The last three games we've had 25,000 people come through the building. That's more than any other three-game stretch in team history. It all starts with pride in your building. Unfortunately, we dropped two of those games, but we'll learn how to win those. The intensity over the last three home games has been amazing. The players love to be in an environment that inspires them to succeed. San Diego fans aren't about going after the opposing team's supporters. They have the attitude that other fans can enjoy the city and boost the economy. I mean, Steelers fans took over the Gaslamp District. But the game is a different story. We thought that the white towels would counteract the yellow.

RLW: I know that some local fans commented after the game that they were happy that the Chargers stayed with one of the elite teams in football until the very end. I don't subscribe to that and I know A.J. Smith doesn't. When it comes to something like shoring up the secondary, it seems like there are much higher standards set for this organization. That's why I stand by his decision to suspend Gates for the first game. It seems like being close is no longer good enough. Do you sense that out there?

JS: Absolutely. I can tell you that no one was happy around here this week. Things are improving. New England claims that their schedule is the most difficult in the league, but ours is right up there. One of my main goals has been taking pride in the building. That means giving the fans the best possible time while they're here. Otherwise, they can just watch the game at home. I heard Hank Bauer comment on the intensity in the stadium over the last three games. That translates to what's happening on the field. I also read Jay Glaser's column this week that mentioned that we are the team best situated over the next four years. We will be 25 million dollars under the cap. LT, Jamal, Foley and Antonio are all signed for the long term. Drew's the only one who doesn't have a long-term deal.

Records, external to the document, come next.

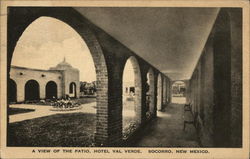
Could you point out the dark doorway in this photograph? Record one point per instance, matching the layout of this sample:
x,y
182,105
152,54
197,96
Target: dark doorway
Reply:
x,y
51,90
72,89
12,91
31,90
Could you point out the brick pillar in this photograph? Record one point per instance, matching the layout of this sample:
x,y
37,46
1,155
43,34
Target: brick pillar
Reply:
x,y
20,91
164,93
143,96
42,90
236,77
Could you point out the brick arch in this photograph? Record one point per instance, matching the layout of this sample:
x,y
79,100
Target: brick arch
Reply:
x,y
32,90
17,25
151,91
159,91
72,89
138,83
51,90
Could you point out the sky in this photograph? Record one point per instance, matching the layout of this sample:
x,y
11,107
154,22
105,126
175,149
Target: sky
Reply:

RLW: Well, I have a lot of friends who would love to trade for one of our quarterback. They've got some real good defensive players over there.

JS: (Laughing) I assume you're talking about frustrated Jets fans.

RLW: I know that you don't deal with such matters. But if you see Cam Cameron walking around, you can mention that the reverse is a good call when the defense is stacking the line.

JS: (Silence)

RLW: Getting back to the fans, I assume you've gotten a lot of positive feedback on the team wearing the throwback uniforms on Monday Night?

JS: Oh yeah, and everybody did a great job in painting the field to match them.

RLW: You know that there a lot of petitions for the team to wear the uniforms permanently.

JS: The figures I've seen are pretty split. The way I see it, we have two uniforms. I don't mean like what Dallas has with the star in the middle. We have two separate looks.

RLW: As long as you don't go back to white jerseys and white pants.

JS: You mean the ice cream look?

RLW: My friend Craig calls it the disco look. I saw that quote in Nick Canepa's column where you referred to yourself as "a new sheriff in town."

JS: That was at one of the city meetings. San Diego isn't like Boston (his hometown) or New York (mine). Canepa has to come up with a column regularly and right now we're the only game in town except for the Aztecs.

RLW: Well, thanks again for taking the time and especially for the Tomlinson ball. It's in a case over my TV. I touched the outside for good luck at the end of the Steelers game, but to no avail.

JS: I had a Ted Williams ball like that when I was a kid. Maybe the case nullified the effect.

RLW: LT is a hell of a lot nicer than Ted Williams, that's for sure. Thanks again and I will talk to you soon.

NOTE: I did light my "Terrible Towel" from the 1994 AFC Championship game on fire to try to eliminate the bad mojo from the loss on Monday Night. My in-law's neighbors thought I was a teenage pyro, but it worked until the Philly game. Jim Steeg, on the other hand, was back East attending the funeral of Wellington Mara and will return for this weekend game against the Jets. We wish him the best here at Justice Is Coming.